Originally Posted by kenjs1
Your point about being grateful Urrea wasn't in charge of all forces is spot on. Patton-esque maneuvering.

Thanks for posting this stuff Birdy.


In trying to iron out all the myriad confusion of events, I'm learning as I go. With all the conflicting egos and interests, developments on the Texian side amounted to a cluster F of gigantic proportions crazy No wonder many actual residents on the scene were reluctant to get involved.

Of the strategic considerations from the Mexican side, Hardin has this to say of the Alamo....

Purveyors of popular culture claim that the thirteen-day siege [of the Alamo] bought the time that Texas desperately needed to prepare its defenses.... works of fiction pretend that Sam Houston used the time to train an army...

What "army" there was consisted of Fannin's force at Goliad and a few other contingents in the surrounding area. Being volunteers, they exercised their customary right to elect their officers; they had not taken an oath to Texas. There is simply no evidence to support the notion that the sacrifice of the Alamo garrison allowed Houston to raise and train an army.

The delay did, on the other hand, allow the creation of a revolutionary government and the drafting of a constitution....

If Santa Anna had struck the settlements immediately, he might have easily driven the Texians across the Sabine River as he had intended. Even with the delay, he came closer to succeeding than is apparent.

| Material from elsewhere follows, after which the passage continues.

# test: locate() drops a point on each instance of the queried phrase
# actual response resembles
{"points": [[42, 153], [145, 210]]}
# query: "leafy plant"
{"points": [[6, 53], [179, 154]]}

Santa Anna helped make the defenders' loss worthwhile by chucking his best troops against the Alamo and allowing them to be decimated....

Perhaps most important, the slaughter of the Alamo defenders finally awakened the Texians to their perilous situation.... The fate of the defenders and Santa Anna's threats gave Texians a will to fight that they had previously lacked...


...and of broader strategic considerations....

Given the strategic importance of the coast, which was obvious to both sides, Santa Anna's earlier drive against Bexar [San Antonio] was a wasteful digression....

San Antonio stood on the extreme edge of the western frontier. Santa Anna could have kept his army intact and driven up the coastal prairies along the same route that Urrea took. Once Goliad had fallen, Santa Anna could have sent a column to Gonzales... such a movement would have severed the Alamo lines of communication with the Texian settlements at little cost, thereby isolating the rebel garrison...

Urrea had, however, already [by San Jacinto] given Santa Anna a strategic advantage, his rapid advance up the Texas coast had deprived the rebels of every port except Galveston. Without support from the United States, the revolt would ultimately fail....

Men and materials could still make their way via the land route across the Sabine River, but that would take much longer.


For my own part I believe that due to political considerations Santa Anna HAD to go against San Antonio, then the largest city in Texas. What he never anticipated was that the Alamo defenders would sell their lives so dearly. It is not surprising he would feel that way, given his participation in the one-sided slaughter of hundreds of American adventurers during and after the Battle of the Medina River twenty three years earlier, the last time he had been in Texas.

So important was San Antonio symbolically, that six years later in 1842, in order to satisfy Mexican honor in the eyes of the public he would send in ANOTHER Mexican army to take San Antonio, without even beginning to address the issues of coastal ports and Texas settlements further east.

Of course this second invasion failed, and two weeks later as the Texians were finally able to muster a sufficient response, General Woll was obliged to give up San Antonio and retreat back across the Rio Grande.